# Adaptive Speculative Decoding

Adaptive speculative decoding lets SGLang adjust `speculative_num_steps/speculative_num_draft_tokens` at runtime instead of keeping a single fixed value for the whole server lifetime.
It is designed for workloads whose accept length changes over time, where one static step count is rarely optimal.

## Current support

- Only `--speculative-algorithm EAGLE`
- Only `--speculative-eagle-topk 1`
- If either condition is not met, SGLang falls back to static speculative settings

## Why adaptive steps help

`speculative_num_steps` controls how many draft-model autoregressive steps run in each speculative round. In practice, the best value depends on the current workload.

- If `num_steps` is too small, the draft model could have produced more accepted tokens, but the round stops too early.
- If `num_steps` is too large, the draft model produces many candidate tokens that the target model rejects, so extra draft work is wasted.

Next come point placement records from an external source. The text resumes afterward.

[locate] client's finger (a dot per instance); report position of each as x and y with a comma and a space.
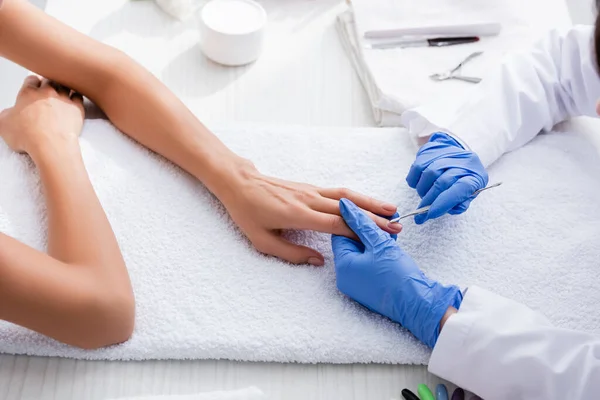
274, 245
31, 82
60, 89
76, 97
330, 206
362, 201
321, 222
343, 246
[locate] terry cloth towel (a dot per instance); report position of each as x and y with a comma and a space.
250, 393
398, 79
204, 293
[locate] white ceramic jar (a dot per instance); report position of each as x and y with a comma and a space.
231, 31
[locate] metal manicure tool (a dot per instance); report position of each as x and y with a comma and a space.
423, 210
454, 73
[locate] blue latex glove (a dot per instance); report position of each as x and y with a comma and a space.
383, 278
445, 176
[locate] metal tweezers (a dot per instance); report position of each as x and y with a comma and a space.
423, 210
454, 73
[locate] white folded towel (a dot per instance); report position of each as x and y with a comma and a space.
202, 292
250, 393
179, 9
398, 79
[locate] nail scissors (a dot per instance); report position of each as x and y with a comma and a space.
423, 210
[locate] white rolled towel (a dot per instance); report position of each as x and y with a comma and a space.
251, 393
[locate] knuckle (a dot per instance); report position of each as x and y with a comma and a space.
345, 192
337, 224
261, 245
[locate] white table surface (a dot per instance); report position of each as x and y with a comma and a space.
302, 78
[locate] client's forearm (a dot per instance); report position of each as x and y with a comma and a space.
78, 231
133, 99
80, 292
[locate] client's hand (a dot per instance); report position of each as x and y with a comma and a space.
445, 176
263, 206
383, 278
44, 113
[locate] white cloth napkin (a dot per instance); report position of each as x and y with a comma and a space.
398, 79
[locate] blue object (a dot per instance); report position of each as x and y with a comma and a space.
383, 278
458, 394
408, 395
441, 393
445, 176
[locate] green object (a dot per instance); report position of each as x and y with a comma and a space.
424, 392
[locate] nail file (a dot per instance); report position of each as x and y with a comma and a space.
423, 210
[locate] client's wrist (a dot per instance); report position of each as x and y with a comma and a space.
226, 180
51, 150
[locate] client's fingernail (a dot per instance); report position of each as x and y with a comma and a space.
389, 207
395, 226
317, 262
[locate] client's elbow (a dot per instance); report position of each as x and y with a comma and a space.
109, 318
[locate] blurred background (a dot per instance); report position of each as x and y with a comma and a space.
582, 12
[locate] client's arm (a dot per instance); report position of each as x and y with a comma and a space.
80, 292
143, 108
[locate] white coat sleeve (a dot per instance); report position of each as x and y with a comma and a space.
500, 349
527, 93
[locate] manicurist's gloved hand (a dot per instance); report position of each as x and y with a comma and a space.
445, 176
382, 277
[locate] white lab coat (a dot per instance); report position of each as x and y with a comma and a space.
495, 347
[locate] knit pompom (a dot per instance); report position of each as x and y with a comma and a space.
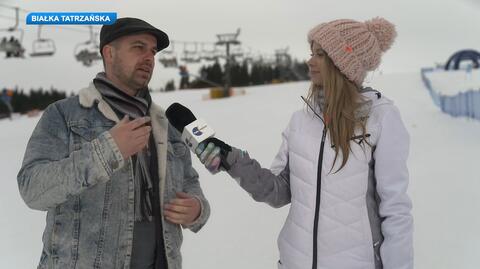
383, 30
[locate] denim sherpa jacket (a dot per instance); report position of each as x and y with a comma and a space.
74, 170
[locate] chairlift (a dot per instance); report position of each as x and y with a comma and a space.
168, 57
42, 46
211, 53
11, 45
191, 56
88, 52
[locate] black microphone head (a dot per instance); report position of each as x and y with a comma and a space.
179, 116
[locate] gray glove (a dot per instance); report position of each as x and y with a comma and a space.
213, 154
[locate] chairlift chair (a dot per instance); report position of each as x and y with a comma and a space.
89, 51
191, 56
42, 46
11, 45
168, 57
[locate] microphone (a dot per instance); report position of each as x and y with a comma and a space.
194, 131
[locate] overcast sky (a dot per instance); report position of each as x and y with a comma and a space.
429, 31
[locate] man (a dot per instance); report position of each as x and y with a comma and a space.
116, 192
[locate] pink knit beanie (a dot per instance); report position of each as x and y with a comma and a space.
355, 47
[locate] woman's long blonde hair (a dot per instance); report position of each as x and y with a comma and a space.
342, 100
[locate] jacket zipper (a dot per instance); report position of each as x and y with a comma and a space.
317, 203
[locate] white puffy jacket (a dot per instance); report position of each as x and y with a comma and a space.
356, 218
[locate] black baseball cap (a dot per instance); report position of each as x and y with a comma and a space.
129, 26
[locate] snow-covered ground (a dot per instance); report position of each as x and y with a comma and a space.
445, 182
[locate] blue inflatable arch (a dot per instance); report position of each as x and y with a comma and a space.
454, 62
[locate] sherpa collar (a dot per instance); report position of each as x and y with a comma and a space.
90, 95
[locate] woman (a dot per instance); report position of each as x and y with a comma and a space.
342, 162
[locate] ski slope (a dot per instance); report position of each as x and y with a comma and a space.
444, 180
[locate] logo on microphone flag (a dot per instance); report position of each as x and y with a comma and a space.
196, 131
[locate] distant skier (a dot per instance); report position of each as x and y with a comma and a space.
184, 77
342, 164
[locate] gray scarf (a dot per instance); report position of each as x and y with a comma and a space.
135, 107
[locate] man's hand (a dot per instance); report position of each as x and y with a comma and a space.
131, 136
184, 209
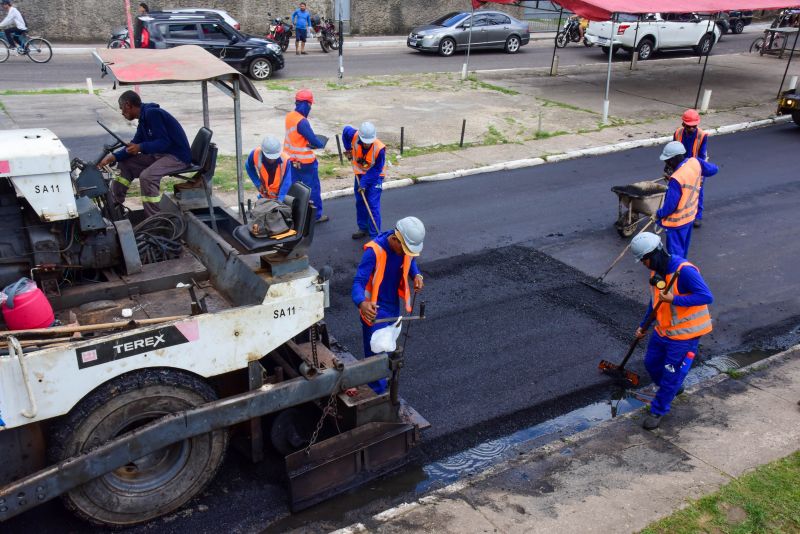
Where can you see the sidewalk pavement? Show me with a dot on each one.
(618, 477)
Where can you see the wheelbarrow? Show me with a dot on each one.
(637, 202)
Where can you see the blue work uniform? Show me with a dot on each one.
(372, 183)
(666, 359)
(308, 173)
(678, 238)
(271, 166)
(702, 154)
(389, 304)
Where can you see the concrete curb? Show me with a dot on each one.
(532, 162)
(442, 493)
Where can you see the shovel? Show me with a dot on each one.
(619, 371)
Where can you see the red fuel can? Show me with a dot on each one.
(30, 310)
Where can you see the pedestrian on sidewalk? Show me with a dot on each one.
(158, 148)
(15, 22)
(269, 169)
(695, 140)
(681, 319)
(368, 155)
(384, 280)
(679, 209)
(301, 19)
(299, 143)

Real traffic often moves between high-acceptance and low-acceptance phases, so one fixed step count is usually a compromise. Adaptive mode tries to follow the workload instead of hard-coding a single global `num_steps`.

## Design overview

The adaptive mechanism has three pieces:

- `AdaptiveSpeculativeParams`: the EMA-based policy
- `SpecRuntimeState`: the per-tier runtime state bundle
- `AdaptiveController`: the coordinator that chooses a tier and activates the matching runtime state

At startup, SGLang pre-builds one runtime state per candidate tier. By default, the candidate tiers are `candidate_steps = [1, 3, 7]`.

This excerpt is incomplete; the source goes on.